AAV-mediated FOXG1 gene editing in human Rett primary cells

Variations in the Forkhead Box G1 (FOXG1) gene cause FOXG1 syndrome spectrum, including the congenital variant of Rett syndrome, characterized by early onset of regression, Rett-like and jerky movements, and cortical visual impairment. Due to the largely unknown pathophysiological mechanisms downstream the impairment of this transcriptional regulator, a specific treatment is not yet available. Since both haploinsufficiency and hyper-expression of FOXG1 cause diseases in humans, we reasoned that adding a gene under nonnative regulatory sequences would be a risky strategy as opposed to a genome editing approach where the mutated gene is reversed into wild-type. Here, we demonstrate that an adeno-associated viruses (AAVs)-coupled CRISPR/Cas9 system is able to target and correct FOXG1 variants in patient-derived fibroblasts, induced Pluripotent Stem Cells (iPSCs) and iPSC-derived neurons.

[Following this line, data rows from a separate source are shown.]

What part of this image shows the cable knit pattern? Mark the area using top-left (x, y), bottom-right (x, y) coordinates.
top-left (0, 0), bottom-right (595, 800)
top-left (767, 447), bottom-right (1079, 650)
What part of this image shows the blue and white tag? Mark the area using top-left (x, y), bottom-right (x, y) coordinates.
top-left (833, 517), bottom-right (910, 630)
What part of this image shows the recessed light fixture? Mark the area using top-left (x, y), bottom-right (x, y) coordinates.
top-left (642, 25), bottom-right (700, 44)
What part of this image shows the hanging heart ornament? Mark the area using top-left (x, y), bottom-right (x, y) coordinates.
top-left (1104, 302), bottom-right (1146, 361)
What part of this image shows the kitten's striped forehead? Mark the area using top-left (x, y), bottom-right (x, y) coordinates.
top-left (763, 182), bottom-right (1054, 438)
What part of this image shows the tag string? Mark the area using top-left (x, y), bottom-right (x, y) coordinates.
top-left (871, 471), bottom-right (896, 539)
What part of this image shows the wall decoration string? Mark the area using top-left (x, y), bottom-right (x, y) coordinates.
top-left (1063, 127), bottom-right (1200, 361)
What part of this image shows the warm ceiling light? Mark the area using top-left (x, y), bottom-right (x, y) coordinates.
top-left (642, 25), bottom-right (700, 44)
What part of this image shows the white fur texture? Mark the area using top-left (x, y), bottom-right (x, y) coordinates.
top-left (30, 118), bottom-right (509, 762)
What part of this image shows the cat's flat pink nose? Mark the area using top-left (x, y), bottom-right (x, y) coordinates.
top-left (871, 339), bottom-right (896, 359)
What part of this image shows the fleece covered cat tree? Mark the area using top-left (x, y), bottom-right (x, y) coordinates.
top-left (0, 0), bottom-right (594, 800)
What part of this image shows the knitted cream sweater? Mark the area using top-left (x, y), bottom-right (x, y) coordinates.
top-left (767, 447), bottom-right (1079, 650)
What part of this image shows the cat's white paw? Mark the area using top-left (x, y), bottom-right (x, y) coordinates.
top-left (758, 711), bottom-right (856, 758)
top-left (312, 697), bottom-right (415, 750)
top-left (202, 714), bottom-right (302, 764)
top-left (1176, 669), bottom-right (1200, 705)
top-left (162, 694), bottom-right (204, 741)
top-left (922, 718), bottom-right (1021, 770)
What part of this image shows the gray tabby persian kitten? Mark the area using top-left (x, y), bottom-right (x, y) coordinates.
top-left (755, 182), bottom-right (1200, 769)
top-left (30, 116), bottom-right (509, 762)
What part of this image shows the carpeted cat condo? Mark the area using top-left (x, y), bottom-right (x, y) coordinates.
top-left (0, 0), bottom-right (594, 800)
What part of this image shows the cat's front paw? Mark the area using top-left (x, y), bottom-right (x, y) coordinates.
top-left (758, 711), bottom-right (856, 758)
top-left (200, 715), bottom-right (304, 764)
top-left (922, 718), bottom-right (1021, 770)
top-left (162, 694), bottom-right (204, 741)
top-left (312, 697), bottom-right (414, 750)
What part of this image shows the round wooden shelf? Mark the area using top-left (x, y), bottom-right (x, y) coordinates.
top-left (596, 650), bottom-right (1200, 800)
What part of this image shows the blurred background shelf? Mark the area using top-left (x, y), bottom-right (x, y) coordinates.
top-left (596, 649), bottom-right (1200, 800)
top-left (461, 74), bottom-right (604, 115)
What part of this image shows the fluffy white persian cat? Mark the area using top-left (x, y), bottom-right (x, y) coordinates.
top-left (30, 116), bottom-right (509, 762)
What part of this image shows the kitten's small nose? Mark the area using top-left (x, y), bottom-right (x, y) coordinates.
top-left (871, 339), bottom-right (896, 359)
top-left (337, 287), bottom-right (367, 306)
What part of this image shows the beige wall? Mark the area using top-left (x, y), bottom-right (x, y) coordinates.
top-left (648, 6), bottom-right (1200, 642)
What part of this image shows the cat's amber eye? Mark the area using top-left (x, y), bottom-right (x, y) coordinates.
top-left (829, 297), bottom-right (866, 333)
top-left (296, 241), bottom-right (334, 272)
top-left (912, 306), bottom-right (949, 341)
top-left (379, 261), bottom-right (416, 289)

Variant-specific single-guide RNAs (sgRNAs) and donor DNAs have been selected and cloned together with a mCherry/EGFP reporter system. Specific sgRNA recognition sequences were inserted upstream and downstream Cas9 CDS to allow self-cleavage and inactivation. We demonstrated that AAV serotypes vary in transduction efficiency depending on the target cell type, the best being AAV9 in fibroblasts and iPSC-derived neurons, and AAV2 in iPSCs. Next-generation sequencing (NGS) of mCherry/EGFP transfected cells demonstrated that the mutated alleles were repaired with high efficiency (20-35% reversion) and precision both in terms of allelic discrimination and off-target activity. The genome editing strategy tested in this study has proven to precisely repair FOXG1 and delivery through an AAV9-based system represents a step forward toward the development of a therapy for Rett syndrome.